Nesse filme descobrimos que Han nem sempre foi Solo, e a forma em que isso nos é apresentado foi, para mim, a pior parte do filme. Inserir piadas de fã nos filmes não é necessariamente um ponto positivo. Depois de The Force Awakens, os fãs brincavam que o Luke jogaria fora o sabre ao pegar da mão de Rey. Algo similar ocorre em relação ao nome de Han, interrompendo a suspensão da descrença.

Talvez uma crítica – no sentido negativo da expressão – que mereça ser feita, é que basicamente todos os elementos que constituem aquilo que nós conhecemos como “Han Solo” surgem em um espaço de tempo muito curto, desde o blaster DL-44 à amizade com Chewie e como ele ganhou a Falcon de Lando.

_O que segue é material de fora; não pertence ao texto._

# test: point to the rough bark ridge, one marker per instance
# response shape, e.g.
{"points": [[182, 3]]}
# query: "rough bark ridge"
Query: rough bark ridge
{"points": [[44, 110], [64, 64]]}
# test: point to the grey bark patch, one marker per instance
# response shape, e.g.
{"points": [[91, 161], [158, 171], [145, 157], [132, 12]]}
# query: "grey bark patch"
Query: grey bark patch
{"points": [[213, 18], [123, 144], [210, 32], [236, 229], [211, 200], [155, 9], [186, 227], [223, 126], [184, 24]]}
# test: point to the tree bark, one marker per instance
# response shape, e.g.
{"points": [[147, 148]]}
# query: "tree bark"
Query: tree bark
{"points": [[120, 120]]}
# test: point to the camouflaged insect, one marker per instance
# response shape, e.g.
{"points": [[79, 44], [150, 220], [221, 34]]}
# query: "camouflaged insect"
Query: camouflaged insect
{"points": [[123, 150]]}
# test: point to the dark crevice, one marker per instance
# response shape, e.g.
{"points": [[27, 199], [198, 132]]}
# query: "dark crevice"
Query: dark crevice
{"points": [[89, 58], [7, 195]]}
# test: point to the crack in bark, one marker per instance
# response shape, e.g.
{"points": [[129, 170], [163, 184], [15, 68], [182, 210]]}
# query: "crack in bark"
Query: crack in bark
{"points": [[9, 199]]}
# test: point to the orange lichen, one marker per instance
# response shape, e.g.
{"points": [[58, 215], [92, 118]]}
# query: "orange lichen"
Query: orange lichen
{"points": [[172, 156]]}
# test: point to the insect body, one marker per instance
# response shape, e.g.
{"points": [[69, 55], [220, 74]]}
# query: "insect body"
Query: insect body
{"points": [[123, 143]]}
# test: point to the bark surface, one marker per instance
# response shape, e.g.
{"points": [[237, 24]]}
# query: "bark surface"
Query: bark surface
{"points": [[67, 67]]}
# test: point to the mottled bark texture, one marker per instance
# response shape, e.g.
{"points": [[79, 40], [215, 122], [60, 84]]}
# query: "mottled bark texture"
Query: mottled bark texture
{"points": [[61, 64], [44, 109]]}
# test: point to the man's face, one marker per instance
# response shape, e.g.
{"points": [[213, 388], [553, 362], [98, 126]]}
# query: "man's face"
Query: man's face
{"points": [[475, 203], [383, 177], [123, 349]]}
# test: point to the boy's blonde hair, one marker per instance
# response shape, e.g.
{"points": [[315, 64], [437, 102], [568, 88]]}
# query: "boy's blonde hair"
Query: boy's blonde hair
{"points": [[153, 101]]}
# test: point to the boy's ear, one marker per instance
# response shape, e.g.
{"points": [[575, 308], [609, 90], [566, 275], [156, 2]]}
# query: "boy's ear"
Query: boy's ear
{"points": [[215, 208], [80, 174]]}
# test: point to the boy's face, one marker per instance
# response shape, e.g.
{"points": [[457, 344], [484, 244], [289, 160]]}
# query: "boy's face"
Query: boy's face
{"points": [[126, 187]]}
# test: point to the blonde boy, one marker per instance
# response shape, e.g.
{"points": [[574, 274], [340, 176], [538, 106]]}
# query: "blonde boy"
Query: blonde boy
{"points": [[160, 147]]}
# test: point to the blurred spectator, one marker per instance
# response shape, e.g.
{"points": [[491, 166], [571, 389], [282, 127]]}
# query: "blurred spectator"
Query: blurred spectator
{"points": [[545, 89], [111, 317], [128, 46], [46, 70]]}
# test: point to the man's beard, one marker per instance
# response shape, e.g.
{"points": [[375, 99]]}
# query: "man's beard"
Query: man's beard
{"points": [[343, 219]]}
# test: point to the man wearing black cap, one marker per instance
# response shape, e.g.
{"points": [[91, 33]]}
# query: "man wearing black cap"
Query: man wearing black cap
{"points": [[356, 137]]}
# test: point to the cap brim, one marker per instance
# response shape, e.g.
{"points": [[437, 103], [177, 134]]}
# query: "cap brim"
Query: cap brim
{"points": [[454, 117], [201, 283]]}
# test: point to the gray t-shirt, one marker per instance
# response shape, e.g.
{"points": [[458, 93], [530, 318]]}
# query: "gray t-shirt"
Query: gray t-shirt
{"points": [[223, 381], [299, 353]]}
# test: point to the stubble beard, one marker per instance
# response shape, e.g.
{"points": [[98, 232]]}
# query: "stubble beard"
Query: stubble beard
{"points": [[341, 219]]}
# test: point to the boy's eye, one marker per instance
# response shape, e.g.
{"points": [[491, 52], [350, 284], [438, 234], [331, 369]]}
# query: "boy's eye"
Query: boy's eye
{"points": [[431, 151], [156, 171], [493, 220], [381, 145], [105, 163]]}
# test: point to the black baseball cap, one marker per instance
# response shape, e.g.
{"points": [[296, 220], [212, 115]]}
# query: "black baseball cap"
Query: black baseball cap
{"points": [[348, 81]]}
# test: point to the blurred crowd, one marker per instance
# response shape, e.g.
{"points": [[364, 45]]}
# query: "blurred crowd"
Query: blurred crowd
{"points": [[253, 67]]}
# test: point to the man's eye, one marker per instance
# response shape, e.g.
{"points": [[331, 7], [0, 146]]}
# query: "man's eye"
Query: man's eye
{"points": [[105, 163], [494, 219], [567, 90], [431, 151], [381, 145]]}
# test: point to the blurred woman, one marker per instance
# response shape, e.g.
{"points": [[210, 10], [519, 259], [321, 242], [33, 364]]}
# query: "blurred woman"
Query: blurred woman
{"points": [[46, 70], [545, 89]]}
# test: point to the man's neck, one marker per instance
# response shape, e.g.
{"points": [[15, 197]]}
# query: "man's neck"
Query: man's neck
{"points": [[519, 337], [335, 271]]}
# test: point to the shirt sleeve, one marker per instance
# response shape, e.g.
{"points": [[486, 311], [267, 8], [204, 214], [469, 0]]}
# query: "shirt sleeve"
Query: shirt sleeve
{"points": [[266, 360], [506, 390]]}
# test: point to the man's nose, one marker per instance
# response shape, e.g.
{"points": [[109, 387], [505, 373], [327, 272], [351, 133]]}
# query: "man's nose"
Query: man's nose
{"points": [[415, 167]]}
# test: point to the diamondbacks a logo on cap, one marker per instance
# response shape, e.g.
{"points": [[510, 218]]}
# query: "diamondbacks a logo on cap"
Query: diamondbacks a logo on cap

Aos amantes de trilha sonora: o trabalho produzido por John Powell é Star Wars puro. Mixagens com os temas clássicos em maior velocidade, com mais entonação, trazem a ação para o filme no melhor estilo Star Wars possível, mesmo afastando-se da lógica erudita de John Williams. E isso é perfeito para destacar as origens de Solo.

O filme possui referências a frases e momentos clássicos dos filmes da trilogia original, como “I love you, I know”, “piece of junk” e “I have a bad feeling about this”, de formas inusitadas.

Todos os elementos considerados, Solo: A Star Wars Story é um excelente filme de Star Wars e deve agradar até mesmo o fã mais exigente.

Nota 8/10 – Podendo ser alterada quando assistir pela segunda vez.